Çocuğumuz dördüncü sınıfa kadar beklemesin.
Okumayı ve yazmayı söktükten hemen sonra din dersi eğitimi de verilmeye başlansın. Ve muhakkak sınıf öğretmeni ayrı, din dersi öğretmeni ayrı olsun.
Her ders bahar havası şeklinde, bayram tadında, gülen yüzler eşliğinde geçsin. Bunun için de din eğitmenlerine ayrı bir eğitim verilsin. Her ne olursa olsun çocuklara birşey öğretmek hem çok kolay hem de çok zordur aslında... Yolunu, formülünü bulmak ve kesinlikle sevgi dolu kalplerin sahiplerine bu görevi vermek gerekir.
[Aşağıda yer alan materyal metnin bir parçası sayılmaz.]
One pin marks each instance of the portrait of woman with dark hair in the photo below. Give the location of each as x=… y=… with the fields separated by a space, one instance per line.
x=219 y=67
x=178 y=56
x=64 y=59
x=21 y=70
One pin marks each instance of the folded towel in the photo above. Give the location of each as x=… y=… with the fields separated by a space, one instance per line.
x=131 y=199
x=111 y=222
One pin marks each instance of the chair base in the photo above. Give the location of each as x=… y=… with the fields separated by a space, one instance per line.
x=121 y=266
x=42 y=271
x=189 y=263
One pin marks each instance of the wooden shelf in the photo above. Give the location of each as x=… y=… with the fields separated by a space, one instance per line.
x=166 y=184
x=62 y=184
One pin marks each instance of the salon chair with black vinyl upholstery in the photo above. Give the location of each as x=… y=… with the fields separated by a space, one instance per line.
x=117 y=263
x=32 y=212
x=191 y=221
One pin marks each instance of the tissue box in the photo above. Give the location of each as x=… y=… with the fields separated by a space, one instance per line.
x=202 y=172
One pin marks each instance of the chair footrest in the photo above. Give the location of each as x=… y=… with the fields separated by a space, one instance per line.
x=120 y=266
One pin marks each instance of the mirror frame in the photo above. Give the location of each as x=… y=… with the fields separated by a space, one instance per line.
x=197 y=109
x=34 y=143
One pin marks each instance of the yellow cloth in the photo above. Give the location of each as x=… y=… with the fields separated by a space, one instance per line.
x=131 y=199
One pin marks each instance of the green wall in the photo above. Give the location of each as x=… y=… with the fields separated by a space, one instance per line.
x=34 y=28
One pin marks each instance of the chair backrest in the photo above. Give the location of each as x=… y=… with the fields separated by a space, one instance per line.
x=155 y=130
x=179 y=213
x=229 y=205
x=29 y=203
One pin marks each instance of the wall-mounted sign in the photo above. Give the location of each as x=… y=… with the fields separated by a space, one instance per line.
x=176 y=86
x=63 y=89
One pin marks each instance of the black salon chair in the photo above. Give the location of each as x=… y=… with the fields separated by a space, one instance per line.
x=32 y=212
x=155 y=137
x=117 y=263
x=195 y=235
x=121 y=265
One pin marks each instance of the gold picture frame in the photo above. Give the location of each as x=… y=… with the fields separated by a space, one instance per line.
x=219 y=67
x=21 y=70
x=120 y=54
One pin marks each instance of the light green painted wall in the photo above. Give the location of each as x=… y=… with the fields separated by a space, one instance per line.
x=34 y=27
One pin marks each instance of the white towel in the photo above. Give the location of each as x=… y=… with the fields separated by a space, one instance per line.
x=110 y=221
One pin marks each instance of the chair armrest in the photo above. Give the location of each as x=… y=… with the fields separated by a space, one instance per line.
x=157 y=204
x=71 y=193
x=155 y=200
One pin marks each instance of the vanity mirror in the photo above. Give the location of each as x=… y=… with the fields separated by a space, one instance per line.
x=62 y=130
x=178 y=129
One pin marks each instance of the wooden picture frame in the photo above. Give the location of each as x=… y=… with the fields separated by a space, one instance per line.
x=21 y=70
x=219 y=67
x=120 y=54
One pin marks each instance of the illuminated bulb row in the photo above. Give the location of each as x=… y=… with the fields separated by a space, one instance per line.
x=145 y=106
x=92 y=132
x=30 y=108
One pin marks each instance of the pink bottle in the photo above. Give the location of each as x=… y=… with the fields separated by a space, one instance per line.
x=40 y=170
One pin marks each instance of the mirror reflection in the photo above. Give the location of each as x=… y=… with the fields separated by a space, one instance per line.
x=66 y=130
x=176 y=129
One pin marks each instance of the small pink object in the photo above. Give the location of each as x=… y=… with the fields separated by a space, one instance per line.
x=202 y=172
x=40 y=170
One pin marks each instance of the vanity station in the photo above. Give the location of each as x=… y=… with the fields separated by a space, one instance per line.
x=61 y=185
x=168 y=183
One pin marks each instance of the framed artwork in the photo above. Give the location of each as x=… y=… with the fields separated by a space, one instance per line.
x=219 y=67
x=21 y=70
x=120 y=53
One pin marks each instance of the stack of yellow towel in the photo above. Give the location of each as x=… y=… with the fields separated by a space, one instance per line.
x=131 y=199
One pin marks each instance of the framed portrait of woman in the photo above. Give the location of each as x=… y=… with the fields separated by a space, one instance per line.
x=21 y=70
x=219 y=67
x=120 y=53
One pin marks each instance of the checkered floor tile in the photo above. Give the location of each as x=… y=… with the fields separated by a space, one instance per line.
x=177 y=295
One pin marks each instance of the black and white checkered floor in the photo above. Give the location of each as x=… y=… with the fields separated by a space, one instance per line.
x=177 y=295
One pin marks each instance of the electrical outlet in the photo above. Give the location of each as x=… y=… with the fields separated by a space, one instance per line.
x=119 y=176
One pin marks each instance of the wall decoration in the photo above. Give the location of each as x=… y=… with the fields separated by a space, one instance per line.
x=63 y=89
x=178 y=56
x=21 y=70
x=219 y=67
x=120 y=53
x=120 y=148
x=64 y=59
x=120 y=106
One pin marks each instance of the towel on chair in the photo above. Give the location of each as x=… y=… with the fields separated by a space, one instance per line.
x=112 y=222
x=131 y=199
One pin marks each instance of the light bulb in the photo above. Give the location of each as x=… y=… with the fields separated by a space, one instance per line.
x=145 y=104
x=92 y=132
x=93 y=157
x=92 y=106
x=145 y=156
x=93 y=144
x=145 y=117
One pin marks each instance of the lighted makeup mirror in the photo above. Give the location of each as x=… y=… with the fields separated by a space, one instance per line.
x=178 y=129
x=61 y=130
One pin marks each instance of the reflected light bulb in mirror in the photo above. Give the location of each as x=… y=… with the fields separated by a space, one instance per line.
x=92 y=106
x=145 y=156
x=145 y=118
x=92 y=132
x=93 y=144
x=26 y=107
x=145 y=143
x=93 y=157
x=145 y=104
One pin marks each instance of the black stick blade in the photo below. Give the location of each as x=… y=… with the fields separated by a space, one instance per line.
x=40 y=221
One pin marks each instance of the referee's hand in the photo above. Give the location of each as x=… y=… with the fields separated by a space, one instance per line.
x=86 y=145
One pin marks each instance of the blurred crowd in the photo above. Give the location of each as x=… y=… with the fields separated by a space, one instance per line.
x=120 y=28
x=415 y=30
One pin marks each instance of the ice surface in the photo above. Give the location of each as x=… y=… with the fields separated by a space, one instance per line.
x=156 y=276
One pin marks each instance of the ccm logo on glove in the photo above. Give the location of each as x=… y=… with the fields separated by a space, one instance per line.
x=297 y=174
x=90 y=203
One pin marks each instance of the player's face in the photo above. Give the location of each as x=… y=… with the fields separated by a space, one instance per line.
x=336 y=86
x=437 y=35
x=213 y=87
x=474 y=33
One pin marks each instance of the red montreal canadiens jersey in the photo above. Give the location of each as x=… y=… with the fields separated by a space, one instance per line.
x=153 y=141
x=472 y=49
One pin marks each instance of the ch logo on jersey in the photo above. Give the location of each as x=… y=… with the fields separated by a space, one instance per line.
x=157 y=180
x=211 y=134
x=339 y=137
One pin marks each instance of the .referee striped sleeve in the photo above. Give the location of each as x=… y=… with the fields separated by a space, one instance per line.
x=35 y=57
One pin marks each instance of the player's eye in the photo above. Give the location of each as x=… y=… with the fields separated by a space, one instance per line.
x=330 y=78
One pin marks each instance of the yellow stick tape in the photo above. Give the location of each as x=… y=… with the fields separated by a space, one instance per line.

Hayatının her evresinde ihtiyacı olacağı, yaşamını bağlayacağı bu temel dayanak, ilerki yaşlarda değil çocukluğa adım atılan ilk yıllarda öğretilmelidir.
Çocuk bu öğrenimi sınıf öğretmenleri tarafından değil, din eğitmenleri tarafından edinmelidir. Ve ve bu eğitmenler görevlerinin bilincinde, kutsallığının farkında, sonsuz çocuk sevgisi ile donanmış olmalıdır. Sabırlı, anne baba şevkatine yakın duygularla evlatlarımıza yaklaşarak, ‘Şunu yapmak günah, bunu yaparsanız cehennemde yanarsınız' söylemlerinden çok uzak bir anlatım şeklini benimsemelidirler.
Aksi taktirde ne mi olur?
Minik gözleri ile size bir çocuk yaklaşır ve şu soruyu sorar;
‘Öğretmenim her akşam dua okursak kabus görmeyeceğimizi söyledi. Ama ben hala görüyorum. Bu dualar işe yaramıyor mu?'
Bunu bana soran çocuğa ben ne demeliyim diye düşündüm bir müddet... Dua'ya olan inancını yitirmiş görünen bu minik kalbe ne desem daha doğru olurdu? Alfabeyi öğreten öğretmenine olan inancını zedelemeden nasıl olacaktı bu iş?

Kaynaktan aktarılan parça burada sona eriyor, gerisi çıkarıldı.